Three influences on Japanese gardens, “No.3: Buddhism.”

Three schools of thought have influenced Japanese gardens. The third influential thought is Buddhism. Buddhism was founded by the Buddha between the 4th and 6th centuries B.C. and came to Japan around the 6th century. The influence of Buddhism on Japan was so great that many Japanese gardens have designs of Buddhist origin.

The photo shows the Japanese garden, which is said to be inspired by the Buddhist worldview of a microcosm. In the Buddhist worldview, there is a high mountain called Mount Sumeru, which rises at the center of the world.
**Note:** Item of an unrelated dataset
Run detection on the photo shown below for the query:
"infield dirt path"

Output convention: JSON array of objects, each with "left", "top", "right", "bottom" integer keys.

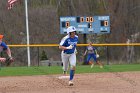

Seven layers of mountains surround this mountain, with seven seas between the mountains, and the outermost sea is surrounded by Mount Tetsuenzan. The nine mountains and eight oceans surrounding Mount Sumeru are called the Nine Mountains and Eight Oceans. The stone at the top of the mountain represents Mount Sumeru. The many stones in the middle of the mountain represent the nine mountains and eight seas.

Japanese gardens incorporate the Buddhist worldview, and are filled with wishes for peace, salvation, and happiness in the world. Throughout its long history, Japanese gardens have reflected the circumstances of their times. In every age, ideologies have changed, but they have always depicted an ideal world in which people prayed for happiness.